In Brazil, a common joke between undergrad students (usually during exams) is that “maybe I should give up and go sell my art on the beach”.

In this series, let’s follow a situation like that, by following the story of Javier, who just decided to leave his applied math program and sell beaded jewelry.

Javier spends his days on the beach, where he showcases his products, and while not selling, he can work on more of them. It’s a simple life.

However, while working on his art, Javier’s mind wanders into his optimization class. He realizes that he could some use some of the basics of that class to improve his production.

Javier has 3 products:

- Necklaces
- Bracelets
- Earrings

To create these products, he uses 3 materials:

- Beads
- String
- Wire

Let’s simplify, and assume all necklaces are equal, all bracelets are equal, etc.

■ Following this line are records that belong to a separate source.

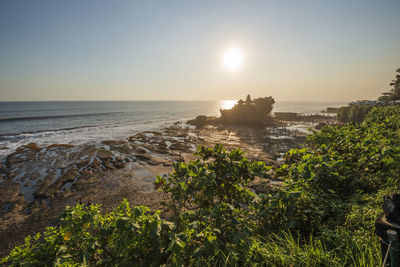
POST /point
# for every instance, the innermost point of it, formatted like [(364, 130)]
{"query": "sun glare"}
[(232, 59)]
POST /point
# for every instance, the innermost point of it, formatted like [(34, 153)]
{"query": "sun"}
[(232, 59)]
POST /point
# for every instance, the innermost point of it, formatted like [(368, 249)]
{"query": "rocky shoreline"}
[(37, 182)]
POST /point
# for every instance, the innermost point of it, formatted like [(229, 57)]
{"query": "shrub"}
[(323, 215)]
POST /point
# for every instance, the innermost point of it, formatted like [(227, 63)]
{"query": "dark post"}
[(387, 227)]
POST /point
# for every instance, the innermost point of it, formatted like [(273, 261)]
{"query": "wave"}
[(55, 116)]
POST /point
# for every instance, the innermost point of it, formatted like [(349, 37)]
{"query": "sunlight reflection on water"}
[(227, 104)]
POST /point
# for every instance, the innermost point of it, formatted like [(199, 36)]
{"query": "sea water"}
[(79, 122)]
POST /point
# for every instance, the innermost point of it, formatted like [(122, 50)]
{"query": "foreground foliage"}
[(323, 215), (253, 112)]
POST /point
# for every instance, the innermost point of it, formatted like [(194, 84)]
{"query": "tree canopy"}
[(394, 92), (253, 112)]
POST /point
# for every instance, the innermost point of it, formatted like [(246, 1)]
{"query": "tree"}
[(394, 93), (253, 112)]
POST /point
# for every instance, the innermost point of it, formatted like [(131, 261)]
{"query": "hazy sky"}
[(172, 50)]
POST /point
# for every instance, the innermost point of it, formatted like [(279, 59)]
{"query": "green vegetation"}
[(323, 215), (353, 113), (256, 112), (394, 93)]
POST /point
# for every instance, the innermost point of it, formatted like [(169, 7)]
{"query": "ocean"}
[(79, 122)]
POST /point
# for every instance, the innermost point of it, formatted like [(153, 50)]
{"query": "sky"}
[(173, 50)]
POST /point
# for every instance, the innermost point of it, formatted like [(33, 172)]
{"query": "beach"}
[(38, 180)]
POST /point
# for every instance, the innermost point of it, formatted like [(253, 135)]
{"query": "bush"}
[(323, 215), (353, 113)]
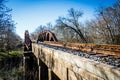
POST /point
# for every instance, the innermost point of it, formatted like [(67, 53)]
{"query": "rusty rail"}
[(113, 50)]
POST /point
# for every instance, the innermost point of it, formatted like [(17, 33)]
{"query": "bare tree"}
[(72, 23)]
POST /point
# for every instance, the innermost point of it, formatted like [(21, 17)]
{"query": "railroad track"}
[(108, 54), (110, 50)]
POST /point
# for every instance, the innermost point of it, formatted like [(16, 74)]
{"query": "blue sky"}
[(29, 14)]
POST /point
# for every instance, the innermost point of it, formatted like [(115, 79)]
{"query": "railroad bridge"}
[(71, 61)]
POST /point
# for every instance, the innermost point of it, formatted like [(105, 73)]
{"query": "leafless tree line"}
[(105, 29)]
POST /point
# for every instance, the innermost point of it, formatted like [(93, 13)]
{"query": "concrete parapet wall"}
[(71, 67)]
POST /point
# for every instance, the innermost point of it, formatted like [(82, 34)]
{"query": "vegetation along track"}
[(108, 54)]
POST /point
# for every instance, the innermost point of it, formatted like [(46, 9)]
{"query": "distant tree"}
[(7, 28), (72, 23)]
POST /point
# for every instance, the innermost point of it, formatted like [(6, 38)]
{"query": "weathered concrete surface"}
[(71, 67)]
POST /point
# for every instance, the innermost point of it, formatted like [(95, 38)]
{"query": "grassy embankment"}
[(11, 65)]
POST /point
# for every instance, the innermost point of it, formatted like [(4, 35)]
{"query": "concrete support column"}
[(39, 72), (49, 74), (39, 68), (24, 68)]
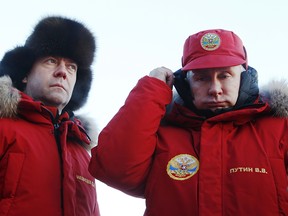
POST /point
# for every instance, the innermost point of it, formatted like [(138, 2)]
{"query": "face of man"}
[(215, 88), (51, 81)]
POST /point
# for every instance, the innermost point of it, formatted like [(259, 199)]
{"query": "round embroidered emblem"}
[(210, 41), (182, 167)]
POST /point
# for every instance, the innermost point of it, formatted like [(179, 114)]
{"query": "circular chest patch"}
[(182, 167), (210, 41)]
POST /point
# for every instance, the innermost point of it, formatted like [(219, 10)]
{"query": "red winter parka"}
[(43, 162), (230, 164)]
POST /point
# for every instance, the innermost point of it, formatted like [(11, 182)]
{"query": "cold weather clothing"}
[(43, 158), (184, 164)]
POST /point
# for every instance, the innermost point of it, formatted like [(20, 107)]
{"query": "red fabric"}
[(32, 173), (241, 157)]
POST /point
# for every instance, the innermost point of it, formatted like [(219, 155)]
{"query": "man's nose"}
[(61, 70), (215, 88)]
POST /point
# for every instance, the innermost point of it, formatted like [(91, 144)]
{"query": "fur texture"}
[(276, 94), (10, 97), (55, 36)]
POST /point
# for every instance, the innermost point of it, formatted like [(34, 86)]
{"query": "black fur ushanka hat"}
[(55, 36)]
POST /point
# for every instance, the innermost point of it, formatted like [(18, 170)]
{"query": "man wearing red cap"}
[(215, 146)]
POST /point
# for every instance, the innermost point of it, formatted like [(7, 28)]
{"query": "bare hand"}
[(164, 74)]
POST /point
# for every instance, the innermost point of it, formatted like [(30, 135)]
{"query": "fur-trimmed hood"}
[(275, 93), (9, 100)]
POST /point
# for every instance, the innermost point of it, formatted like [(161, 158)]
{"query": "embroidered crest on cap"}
[(182, 167), (210, 41)]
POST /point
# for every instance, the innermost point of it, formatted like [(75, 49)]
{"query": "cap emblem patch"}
[(182, 167), (210, 41)]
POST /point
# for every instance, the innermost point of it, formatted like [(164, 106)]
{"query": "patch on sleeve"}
[(182, 167)]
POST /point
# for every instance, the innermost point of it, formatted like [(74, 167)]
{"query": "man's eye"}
[(72, 67)]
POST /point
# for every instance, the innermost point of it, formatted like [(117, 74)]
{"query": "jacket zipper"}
[(56, 126)]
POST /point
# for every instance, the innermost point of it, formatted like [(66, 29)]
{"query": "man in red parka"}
[(218, 148), (44, 148)]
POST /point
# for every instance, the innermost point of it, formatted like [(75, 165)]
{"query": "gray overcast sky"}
[(133, 37)]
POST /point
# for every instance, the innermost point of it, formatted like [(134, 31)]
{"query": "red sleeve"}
[(126, 145)]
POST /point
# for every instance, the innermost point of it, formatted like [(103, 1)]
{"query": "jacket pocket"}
[(13, 165)]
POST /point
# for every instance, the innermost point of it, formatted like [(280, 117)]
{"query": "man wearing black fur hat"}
[(44, 152), (219, 149)]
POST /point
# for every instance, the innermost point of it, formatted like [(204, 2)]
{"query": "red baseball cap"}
[(213, 48)]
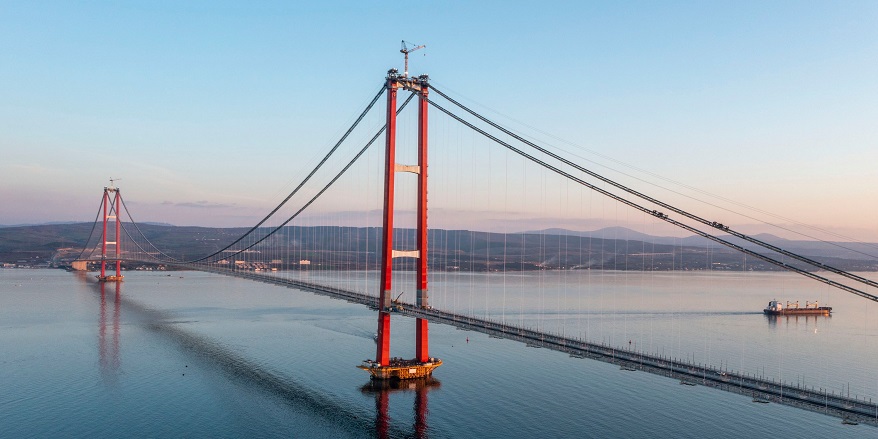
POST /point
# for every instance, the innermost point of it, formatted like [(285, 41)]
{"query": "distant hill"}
[(841, 250), (358, 248)]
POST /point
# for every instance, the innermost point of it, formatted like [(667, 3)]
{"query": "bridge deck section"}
[(689, 373)]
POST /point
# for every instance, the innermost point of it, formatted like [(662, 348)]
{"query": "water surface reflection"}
[(382, 390)]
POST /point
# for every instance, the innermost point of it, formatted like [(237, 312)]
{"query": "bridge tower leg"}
[(421, 334), (422, 365), (116, 203)]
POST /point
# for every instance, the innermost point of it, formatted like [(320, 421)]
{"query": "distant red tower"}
[(111, 192), (422, 365)]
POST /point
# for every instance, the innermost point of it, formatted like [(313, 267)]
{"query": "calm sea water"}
[(189, 354)]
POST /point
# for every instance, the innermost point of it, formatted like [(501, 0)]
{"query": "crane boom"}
[(406, 51)]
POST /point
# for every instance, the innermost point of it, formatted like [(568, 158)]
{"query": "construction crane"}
[(406, 51)]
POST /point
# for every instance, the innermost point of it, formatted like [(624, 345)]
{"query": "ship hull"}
[(821, 311)]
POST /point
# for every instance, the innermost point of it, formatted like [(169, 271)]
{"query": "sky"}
[(773, 105)]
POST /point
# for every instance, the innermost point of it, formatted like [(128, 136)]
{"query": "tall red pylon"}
[(111, 192), (384, 367)]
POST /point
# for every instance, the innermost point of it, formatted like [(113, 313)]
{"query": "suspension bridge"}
[(356, 254)]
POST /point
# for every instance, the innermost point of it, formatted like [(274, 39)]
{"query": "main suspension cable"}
[(325, 188), (655, 213), (93, 227), (643, 196), (311, 174), (124, 206)]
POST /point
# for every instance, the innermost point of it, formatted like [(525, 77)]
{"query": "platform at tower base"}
[(400, 369), (110, 278)]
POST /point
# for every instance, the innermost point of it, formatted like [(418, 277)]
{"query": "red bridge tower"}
[(111, 189), (422, 365)]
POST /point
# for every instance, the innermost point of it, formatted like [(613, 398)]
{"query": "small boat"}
[(812, 309)]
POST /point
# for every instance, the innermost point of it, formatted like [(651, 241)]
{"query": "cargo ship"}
[(811, 309)]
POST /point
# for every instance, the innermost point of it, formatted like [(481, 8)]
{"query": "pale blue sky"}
[(774, 104)]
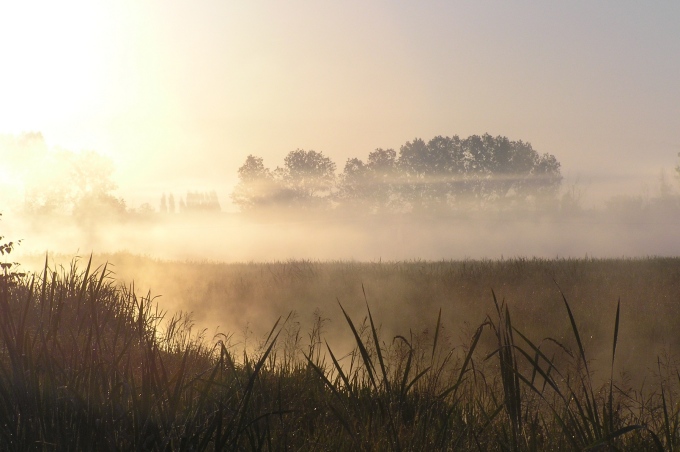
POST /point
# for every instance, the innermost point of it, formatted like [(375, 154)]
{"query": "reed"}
[(88, 364)]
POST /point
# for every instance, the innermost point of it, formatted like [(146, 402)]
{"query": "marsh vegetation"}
[(395, 356)]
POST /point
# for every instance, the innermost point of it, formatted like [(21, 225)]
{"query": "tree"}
[(164, 204), (171, 203), (475, 171), (309, 175), (372, 185), (256, 187)]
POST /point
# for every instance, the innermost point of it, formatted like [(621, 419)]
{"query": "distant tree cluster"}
[(201, 202), (60, 181), (444, 173)]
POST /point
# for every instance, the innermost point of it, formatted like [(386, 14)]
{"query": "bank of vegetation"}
[(88, 364)]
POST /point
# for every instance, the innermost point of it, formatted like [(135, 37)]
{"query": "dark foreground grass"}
[(86, 364)]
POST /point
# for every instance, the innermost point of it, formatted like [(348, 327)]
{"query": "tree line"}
[(443, 173)]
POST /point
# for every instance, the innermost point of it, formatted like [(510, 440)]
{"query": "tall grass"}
[(88, 364)]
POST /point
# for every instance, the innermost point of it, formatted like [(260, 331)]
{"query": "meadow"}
[(514, 354)]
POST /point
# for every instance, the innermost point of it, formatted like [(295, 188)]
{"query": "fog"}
[(231, 238)]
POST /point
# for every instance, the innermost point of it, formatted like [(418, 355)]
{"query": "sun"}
[(51, 54)]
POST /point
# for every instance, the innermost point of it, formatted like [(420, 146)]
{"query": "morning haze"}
[(498, 183)]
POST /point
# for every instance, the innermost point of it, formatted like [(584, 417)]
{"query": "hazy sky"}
[(178, 93)]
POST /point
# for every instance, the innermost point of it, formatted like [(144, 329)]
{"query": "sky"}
[(179, 93)]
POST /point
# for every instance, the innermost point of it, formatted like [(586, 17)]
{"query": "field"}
[(516, 354)]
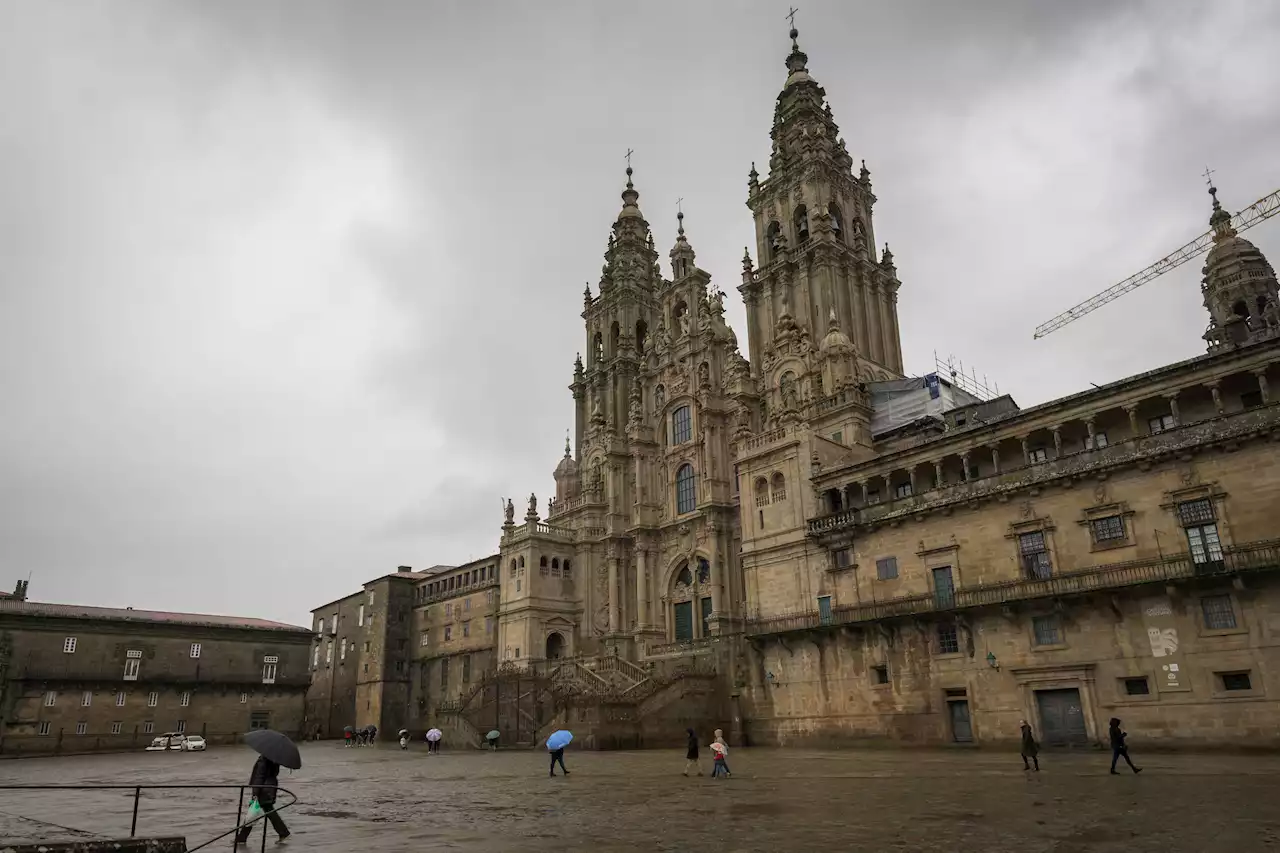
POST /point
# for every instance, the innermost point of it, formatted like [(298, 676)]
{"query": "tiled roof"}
[(8, 606)]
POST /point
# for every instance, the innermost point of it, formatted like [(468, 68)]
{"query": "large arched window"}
[(685, 493), (681, 425)]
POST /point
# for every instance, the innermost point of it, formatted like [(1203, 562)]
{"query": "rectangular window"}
[(1034, 555), (1107, 530), (681, 425), (1235, 682), (1219, 612), (1047, 630), (949, 639), (1137, 687)]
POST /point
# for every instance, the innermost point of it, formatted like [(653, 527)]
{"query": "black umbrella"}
[(275, 747)]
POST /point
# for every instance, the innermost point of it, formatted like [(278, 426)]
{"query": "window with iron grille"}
[(1109, 529), (1200, 511), (1219, 612), (685, 496), (949, 639), (1034, 555), (681, 425), (1137, 687), (1047, 630)]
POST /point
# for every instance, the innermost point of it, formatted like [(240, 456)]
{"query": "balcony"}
[(1129, 451), (1248, 559)]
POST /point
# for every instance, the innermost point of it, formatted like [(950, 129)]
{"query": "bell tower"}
[(814, 236)]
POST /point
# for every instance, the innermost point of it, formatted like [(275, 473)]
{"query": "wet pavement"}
[(777, 801)]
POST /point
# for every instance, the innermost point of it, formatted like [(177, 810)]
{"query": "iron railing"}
[(1252, 557), (137, 797)]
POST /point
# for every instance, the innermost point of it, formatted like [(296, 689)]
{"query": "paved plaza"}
[(778, 799)]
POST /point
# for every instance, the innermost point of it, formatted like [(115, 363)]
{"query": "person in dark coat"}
[(265, 779), (1119, 748), (691, 753)]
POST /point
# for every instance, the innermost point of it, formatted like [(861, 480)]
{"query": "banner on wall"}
[(1165, 646)]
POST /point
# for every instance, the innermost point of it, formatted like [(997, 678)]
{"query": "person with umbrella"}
[(274, 751), (556, 744)]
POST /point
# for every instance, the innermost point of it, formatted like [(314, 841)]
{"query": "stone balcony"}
[(1138, 450), (1240, 560)]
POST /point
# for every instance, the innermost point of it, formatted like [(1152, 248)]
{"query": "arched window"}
[(681, 425), (685, 493), (837, 220), (762, 492), (778, 488), (801, 222), (771, 238)]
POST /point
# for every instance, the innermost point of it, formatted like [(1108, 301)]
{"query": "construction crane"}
[(1258, 211)]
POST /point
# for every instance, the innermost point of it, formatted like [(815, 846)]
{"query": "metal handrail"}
[(137, 793)]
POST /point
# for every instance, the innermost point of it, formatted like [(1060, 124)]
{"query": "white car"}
[(193, 743)]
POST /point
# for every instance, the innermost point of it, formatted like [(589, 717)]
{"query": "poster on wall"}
[(1165, 646)]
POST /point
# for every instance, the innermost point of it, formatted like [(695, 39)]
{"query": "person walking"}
[(722, 755), (265, 779), (691, 761), (1119, 748), (1031, 749)]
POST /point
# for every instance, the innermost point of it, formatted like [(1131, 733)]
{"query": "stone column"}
[(1261, 373), (1215, 388), (641, 589), (615, 616)]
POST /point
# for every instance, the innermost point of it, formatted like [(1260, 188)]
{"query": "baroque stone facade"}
[(85, 679)]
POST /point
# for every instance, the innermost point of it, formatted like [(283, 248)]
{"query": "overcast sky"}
[(289, 292)]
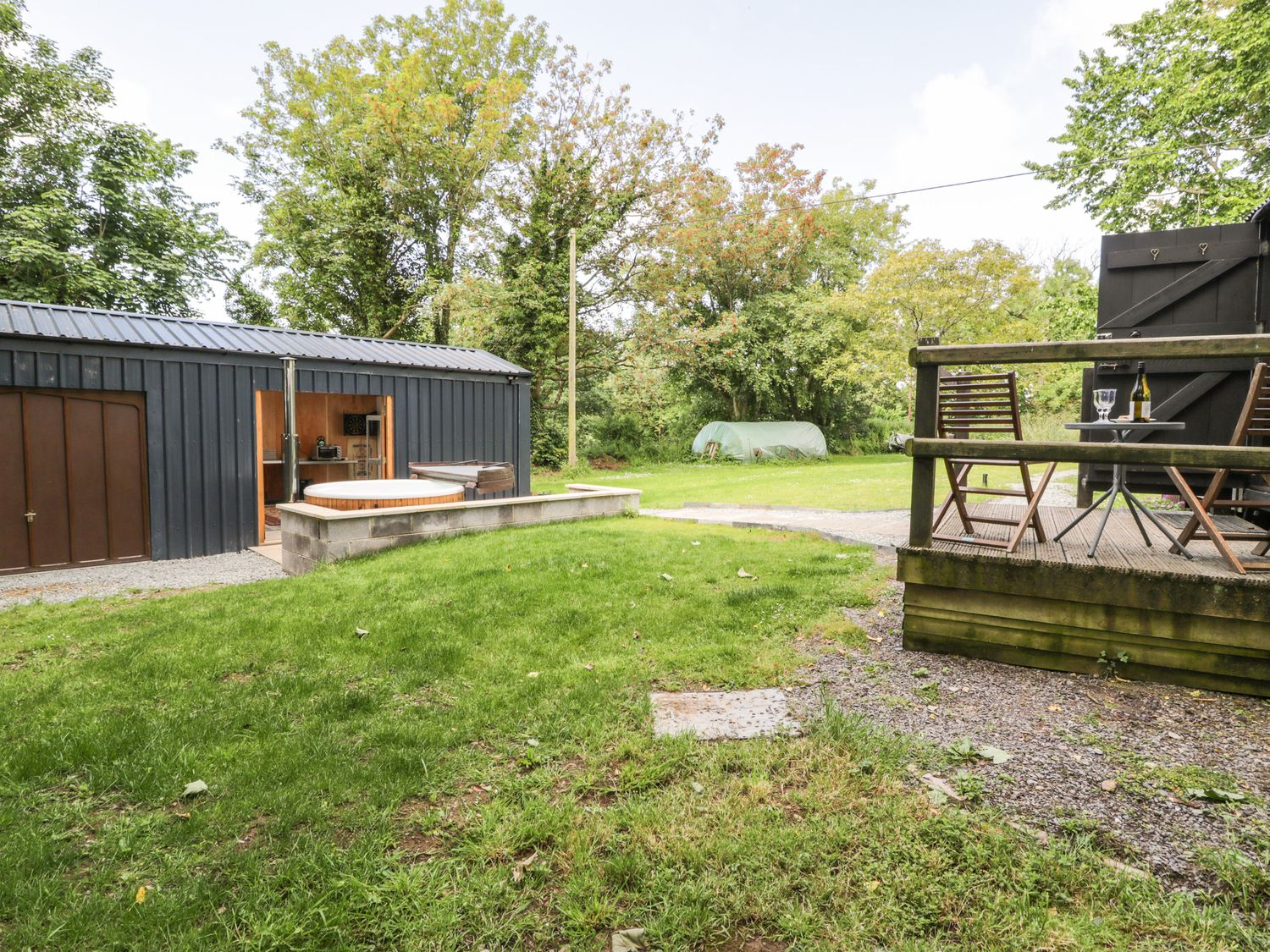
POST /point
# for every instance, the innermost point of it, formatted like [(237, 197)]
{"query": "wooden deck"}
[(1048, 604)]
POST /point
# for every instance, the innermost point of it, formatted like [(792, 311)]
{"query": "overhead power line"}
[(1030, 173)]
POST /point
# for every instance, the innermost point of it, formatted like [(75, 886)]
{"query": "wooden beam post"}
[(573, 347), (925, 421)]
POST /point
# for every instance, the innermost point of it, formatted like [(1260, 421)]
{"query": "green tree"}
[(616, 174), (963, 296), (373, 160), (1184, 98), (1067, 307), (747, 300), (91, 211)]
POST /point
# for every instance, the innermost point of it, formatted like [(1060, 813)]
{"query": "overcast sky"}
[(911, 94)]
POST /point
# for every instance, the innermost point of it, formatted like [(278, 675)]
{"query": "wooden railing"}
[(929, 357)]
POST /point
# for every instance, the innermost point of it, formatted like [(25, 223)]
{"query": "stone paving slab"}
[(721, 715), (881, 530)]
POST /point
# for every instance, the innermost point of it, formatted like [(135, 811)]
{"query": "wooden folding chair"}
[(1254, 423), (986, 404)]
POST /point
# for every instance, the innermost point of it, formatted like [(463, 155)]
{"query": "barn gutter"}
[(290, 448)]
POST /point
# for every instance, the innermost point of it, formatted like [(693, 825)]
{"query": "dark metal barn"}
[(1185, 282), (131, 437)]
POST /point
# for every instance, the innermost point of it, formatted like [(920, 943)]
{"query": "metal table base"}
[(1132, 503)]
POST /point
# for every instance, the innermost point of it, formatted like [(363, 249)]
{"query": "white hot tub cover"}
[(381, 489)]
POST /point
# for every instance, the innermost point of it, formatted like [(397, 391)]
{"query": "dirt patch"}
[(738, 944), (251, 832), (1089, 754)]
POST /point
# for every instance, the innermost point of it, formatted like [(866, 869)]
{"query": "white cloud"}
[(1064, 27), (977, 124), (132, 102)]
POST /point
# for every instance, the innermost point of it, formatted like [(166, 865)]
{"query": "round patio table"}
[(1120, 431)]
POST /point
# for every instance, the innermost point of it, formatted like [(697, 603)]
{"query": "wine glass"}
[(1102, 401)]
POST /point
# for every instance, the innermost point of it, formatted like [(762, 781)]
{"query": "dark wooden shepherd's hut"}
[(132, 437), (1185, 282)]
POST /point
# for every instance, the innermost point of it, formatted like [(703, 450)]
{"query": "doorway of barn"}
[(340, 437)]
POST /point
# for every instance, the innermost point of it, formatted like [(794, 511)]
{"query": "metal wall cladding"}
[(201, 424), (1185, 282)]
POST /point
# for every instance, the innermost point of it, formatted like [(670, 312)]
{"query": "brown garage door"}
[(73, 479)]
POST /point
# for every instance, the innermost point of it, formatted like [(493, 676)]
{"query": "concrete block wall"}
[(314, 535)]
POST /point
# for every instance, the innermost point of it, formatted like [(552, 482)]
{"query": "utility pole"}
[(573, 347)]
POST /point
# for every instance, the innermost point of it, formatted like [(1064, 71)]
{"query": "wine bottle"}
[(1140, 400)]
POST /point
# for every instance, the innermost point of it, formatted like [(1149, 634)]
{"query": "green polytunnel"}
[(748, 442)]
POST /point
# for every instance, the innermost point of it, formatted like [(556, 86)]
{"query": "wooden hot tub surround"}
[(348, 505)]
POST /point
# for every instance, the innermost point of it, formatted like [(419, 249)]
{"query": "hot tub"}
[(381, 494)]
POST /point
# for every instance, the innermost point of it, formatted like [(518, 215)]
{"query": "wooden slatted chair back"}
[(980, 404), (1255, 419)]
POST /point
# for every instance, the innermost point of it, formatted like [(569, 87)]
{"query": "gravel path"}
[(881, 530), (1094, 756), (104, 581)]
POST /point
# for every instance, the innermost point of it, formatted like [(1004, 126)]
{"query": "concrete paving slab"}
[(721, 715)]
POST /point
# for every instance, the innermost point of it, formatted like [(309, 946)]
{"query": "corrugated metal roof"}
[(36, 320)]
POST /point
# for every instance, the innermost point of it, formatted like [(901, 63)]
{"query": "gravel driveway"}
[(104, 581), (1091, 756)]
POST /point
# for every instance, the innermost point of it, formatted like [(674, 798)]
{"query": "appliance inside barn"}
[(134, 437), (1213, 279)]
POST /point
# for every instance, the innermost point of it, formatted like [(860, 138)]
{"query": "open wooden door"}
[(73, 485)]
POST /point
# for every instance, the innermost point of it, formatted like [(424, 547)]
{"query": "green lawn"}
[(853, 482), (478, 771), (850, 482)]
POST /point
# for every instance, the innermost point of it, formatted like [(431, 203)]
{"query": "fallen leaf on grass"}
[(521, 866), (941, 787), (996, 754), (965, 749), (1124, 868), (629, 941), (1214, 795)]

For each product, you have a different use of materials, a different selling price, and a different time to assemble them. Additionally, there are costs for the materials. Finally, Javier assumes that having variety is good for business, so he wants at least some amount of each product. These values can be seen in the video.

## Modeling

The way that Javier learned to model was using the Sets, Parameters, and Variables.

**Sets**:

- Products: $p \in \mathcal{P}$
- Materials: $m \in \mathcal{M}$

**Parameters**:

Name | Unit | Identifier | Set |
---|---|---|---|

Time availability | h | $\text{time_available}$ | |

Product $p$ selling price | € / unit | $\text{selling_price}_p$ | $p \in \mathcal{P}$ |

Material $m$ cost | € / [$m$] | $\text{material_cost}_m$ | $m \in \mathcal{M}$ |

Hours to assemble product $p$ | h / unit | $\text{assemble_time}_p$ | $p \in \mathcal{P}$ |

Minimum production of product $p$ | unit | $\text{min_prod}_p$ | $p \in \mathcal{P}$ |

Amount of $m$ per unit of $p$ | [$m$] / unit | $\text{mat_per_prod}_{p,m}$ | $p \in \mathcal{P}, m \in \mathcal{M}$ |

**Variables**:

- Amount of product $p$ assembled and sold (unit): $\text{prod}_p, \quad p \in \mathcal{P}$

**Expressions**:

Revenue: $$\text{revenue} = \sum_{p \in \mathcal{P}} \text{selling_price}_p \times \text{prod}_p$$

Total Used Material: $$\text{total_used_material}_m = \sum_{p \in \mathcal{P}} \text{mat_per_prod}_{p,m} \times \text{prod}_p, \quad m \in \mathcal{M}$$

Total Material Cost: $$\text{total_material_cost} = \sum_{m \in \mathcal{M}} \text{total_used_mat}_m \times \text{material_cost}_m, \quad m \in \mathcal{M}$$

Time expenditure: $$\text{time_spent} = \sum_{p \in \mathcal{P}} \text{assemble_time}_p \times \text{prod}_p$$

**Objective**:

- Maximize profit: $$\text{maximize} \quad \text{revenue} - \text{total_material_cost}$$

**Constraints**:

- Time Availability: $$\text{spent_time} \leq \text{time_available}$$
- Minimum production: $$\text{prod}_p \geq \text{min_prod}_p, \quad p \in \mathcal{P}$$
- Integer production: $$\text{prod}_p \in \mathbb{Z}$$

## Code

The code below needs data to work, so check the video or the code (links in the top).

```
using JuMP, Cbc
function optimize_production(time_availability)
model = Model(Cbc.Optimizer)
set_attribute(model, "logLevel", 0)
products_index = Dict(p => i for (i, p) in enumerate(products))
materials_index = Dict(m => i for (i, m) in enumerate(materials))
@variable(model,
prod[p=products] ≥ min_prod[products_index[p]],
Int
)
@expression(model,
total_used_material[m=materials],
sum(
material_per_product[products_index[p], materials_index[m]] * prod[p]
for p in products
)
)
# total_mat_cost = sum(
# total_used_material[m] * material_cost[m]
# for m, _ in enumerate(materials)
# )
total_mat_cost = sum(total_used_material .* material_cost)
# total_mat_cost = dot(total_used_material, material_cost)
revenue = sum(prod .* selling_price)
profit = revenue - total_mat_cost
time_expenditure = sum(hours_to_assemble .* prod)
@objective(model, Max, profit)
@constraint(model, time_expenditure ≤ time_availability)
optimize!(model)
return [value(prod[p]) for p in products], objective_value(model), model
end
```

## Results

Running this code for different time availabilities, we get the following plots:

The actual values only make sense within the context of the prices, so I won’t show them here. What is interesting, though, is that you can see the nonlinearity of the profit with respect to time availability. If you only worked with linear programming before, it is often surprising how “simply” forcing the variables to be integer lead to such cases.